5話 闇桜。

 ――試合が始まってから数分が経った今、両者の戦いに終止符が打たれようとしていた。


「――能力解放。特殊能力発動、すり抜け」


 俺が特殊能力を発動した瞬間、相手の攻撃が俺をすり抜けた。


「は!?お前、今何をしたんだ!」


 あまりの出来事に彼は、驚きを隠せずにいた。


「俺はお前の攻撃をすり抜けた……。ただ、それだけだ」


「攻撃がすり抜けるってことは、そっちの攻撃もすり抜けちまうってことだよな」


 彼は、変なところで頭がよく回るようだ。


「はあ……。お前、よくわかったな。正直驚いたよ」


「ははっ!俺だって馬鹿じゃねぇ、そのくらいは気づく」


 彼の言う通り、この特殊能力を使うと相手だけでなく、自分の攻撃もすり抜けてしまう。しかし、そんなことは初めからわかっていたことだ。だからこそ、対策はしてあるに決まっている。

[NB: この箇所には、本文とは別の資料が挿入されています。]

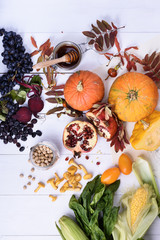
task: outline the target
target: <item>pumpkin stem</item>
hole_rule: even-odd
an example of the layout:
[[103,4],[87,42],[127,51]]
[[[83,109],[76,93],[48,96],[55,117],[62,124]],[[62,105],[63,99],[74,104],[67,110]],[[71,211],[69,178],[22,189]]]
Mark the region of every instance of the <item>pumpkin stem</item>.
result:
[[144,120],[140,120],[141,123],[143,124],[144,130],[146,130],[147,128],[149,128],[149,123],[145,122]]
[[79,81],[78,85],[77,85],[77,91],[82,92],[83,91],[83,84],[82,81]]
[[134,101],[134,100],[137,100],[138,98],[138,91],[136,90],[130,90],[128,92],[128,99],[129,101]]

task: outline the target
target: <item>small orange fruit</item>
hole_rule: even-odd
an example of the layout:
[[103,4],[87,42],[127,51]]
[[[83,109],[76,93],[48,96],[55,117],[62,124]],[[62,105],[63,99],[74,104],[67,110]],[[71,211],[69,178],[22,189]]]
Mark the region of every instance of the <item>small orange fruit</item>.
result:
[[101,182],[104,184],[114,183],[118,179],[120,173],[118,167],[109,168],[102,174]]
[[118,165],[120,171],[123,174],[128,175],[132,172],[132,160],[127,154],[121,154],[121,156],[119,157]]

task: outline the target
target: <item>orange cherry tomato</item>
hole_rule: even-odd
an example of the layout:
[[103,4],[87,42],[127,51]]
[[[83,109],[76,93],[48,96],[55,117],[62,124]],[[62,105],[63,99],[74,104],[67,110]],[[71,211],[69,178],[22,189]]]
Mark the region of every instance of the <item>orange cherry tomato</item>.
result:
[[118,167],[109,168],[102,174],[101,182],[104,184],[114,183],[118,179],[120,173]]
[[132,160],[127,154],[121,154],[121,156],[119,157],[118,165],[120,171],[123,174],[128,175],[132,172]]

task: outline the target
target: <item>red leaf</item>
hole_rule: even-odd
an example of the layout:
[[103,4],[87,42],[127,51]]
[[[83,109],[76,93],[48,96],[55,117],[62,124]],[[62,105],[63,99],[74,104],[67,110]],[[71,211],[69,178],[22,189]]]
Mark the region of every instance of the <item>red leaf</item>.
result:
[[133,47],[125,48],[125,49],[124,49],[124,52],[127,52],[127,51],[130,50],[130,49],[138,50],[138,47],[137,47],[137,46],[133,46]]
[[86,37],[90,37],[90,38],[95,38],[96,35],[93,32],[90,31],[83,31],[82,32]]
[[46,95],[47,96],[62,96],[64,95],[64,92],[63,91],[54,91],[54,90],[51,90],[49,92],[46,92]]
[[40,51],[43,51],[43,49],[49,44],[50,42],[50,39],[48,39],[45,43],[43,43],[40,47],[39,47],[39,50]]
[[106,47],[109,48],[109,36],[108,36],[108,33],[104,34],[104,41],[105,41]]
[[103,49],[101,49],[101,47],[99,46],[99,44],[97,42],[95,42],[94,47],[99,52],[101,52],[103,50]]
[[115,37],[115,46],[116,46],[116,48],[117,48],[117,51],[120,52],[120,51],[121,51],[121,48],[120,48],[120,45],[119,45],[119,42],[118,42],[117,37]]
[[103,24],[103,22],[100,22],[99,20],[97,20],[97,25],[102,32],[106,31],[106,26]]
[[65,86],[65,84],[61,84],[61,85],[58,85],[58,86],[53,86],[53,87],[52,87],[52,90],[64,89],[64,86]]
[[49,57],[49,56],[52,54],[53,49],[54,49],[54,47],[48,48],[48,49],[45,51],[45,55],[47,55],[47,56]]
[[35,51],[33,51],[30,55],[31,55],[31,57],[33,57],[33,56],[37,55],[38,53],[39,53],[39,51],[38,51],[38,50],[35,50]]
[[111,22],[111,24],[112,24],[112,27],[113,27],[114,29],[117,29],[117,27],[114,25],[113,22]]
[[31,36],[31,42],[32,42],[32,45],[35,47],[35,48],[38,48],[37,47],[37,43],[36,43],[36,40]]
[[155,68],[155,66],[158,64],[159,62],[159,55],[153,60],[152,64],[151,64],[151,68]]
[[102,35],[100,35],[98,38],[96,38],[95,42],[98,43],[100,49],[103,50],[103,37],[102,37]]
[[109,56],[107,56],[106,54],[104,54],[104,56],[108,59],[108,60],[110,60],[111,58],[109,57]]
[[42,51],[42,56],[47,55],[46,52],[48,51],[48,49],[51,46],[51,42],[48,42],[44,47],[43,47],[43,51]]
[[110,43],[111,43],[111,46],[113,47],[114,46],[114,42],[115,42],[115,37],[117,35],[117,30],[116,31],[111,31],[110,34],[109,34],[109,37],[110,37]]
[[150,57],[149,57],[149,59],[148,59],[148,64],[150,64],[152,61],[153,61],[153,59],[155,58],[155,56],[156,56],[156,51],[154,51],[151,55],[150,55]]
[[140,58],[138,58],[137,56],[135,56],[134,54],[131,54],[131,56],[133,57],[135,62],[138,62],[140,64],[142,64],[142,60]]
[[137,71],[137,66],[133,60],[131,60],[131,66],[135,71]]
[[108,22],[106,22],[105,20],[102,20],[102,23],[105,25],[107,30],[111,30],[112,29],[111,25]]

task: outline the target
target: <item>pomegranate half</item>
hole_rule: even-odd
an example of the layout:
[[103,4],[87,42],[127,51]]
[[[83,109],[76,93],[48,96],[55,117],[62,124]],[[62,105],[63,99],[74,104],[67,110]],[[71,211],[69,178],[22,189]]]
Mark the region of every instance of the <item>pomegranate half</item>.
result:
[[81,153],[90,152],[97,143],[96,129],[86,121],[70,122],[63,132],[64,146],[73,152],[74,157]]

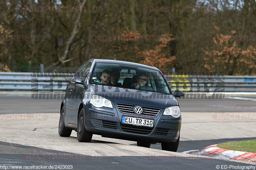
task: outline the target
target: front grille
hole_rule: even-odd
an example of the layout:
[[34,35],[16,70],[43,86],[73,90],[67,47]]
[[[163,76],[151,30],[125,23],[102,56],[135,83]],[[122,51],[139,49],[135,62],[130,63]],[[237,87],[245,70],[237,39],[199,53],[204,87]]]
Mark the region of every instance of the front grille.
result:
[[155,132],[155,134],[157,135],[162,135],[167,136],[173,136],[177,133],[177,129],[168,129],[160,128],[157,128]]
[[121,124],[121,128],[124,131],[137,134],[148,135],[151,133],[153,129],[153,128],[138,126],[122,123]]
[[96,126],[100,128],[117,129],[116,122],[115,122],[92,119],[92,122]]
[[116,106],[118,110],[122,113],[150,117],[156,116],[160,110],[160,109],[157,108],[140,106],[143,109],[143,111],[139,115],[137,114],[134,111],[134,108],[138,106],[124,103],[117,103]]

「まあ、そんなことに気づかれたところで、俺の勝ちに変わりはない。――特殊能力発動、転移」


 俺がそう言うと、目の前に一本の刀が現れた。


「おいおい、なんだよその刀!お前、今どっから出した!」


「こことは別の空間だ。この刀は普通じゃなくてな、異空間にでも封じておかないと危なくてしょうがないんだ」


「なんだよ、それ。まあ、その刀を使ったところで、今のお前じゃ俺に攻撃してもすり抜けちまうだろ?そんなんで、どうするっていうんだよ」


 彼がそう聞いた時、俺はニヤリと笑う。


「こうするんだよ。――咲け、闇桜やみざくら


 俺はそう言って、刀を鞘に収めたまま構える。


「はあ?お前、鞘に収めたままでどう戦うんだよ。なめてんのか?」


「そんなことはない。『闇桜』はこの刀の本当の名前ではないから、鞘から抜くことができないだけだ。でも、お前相手ならこれで十分だ。――闇桜、黒衣こくい粉砕ふんさい


 ――――スンッ!


 俺は、刀を振り下ろす。そして彼の背中からは、血が噴き出した。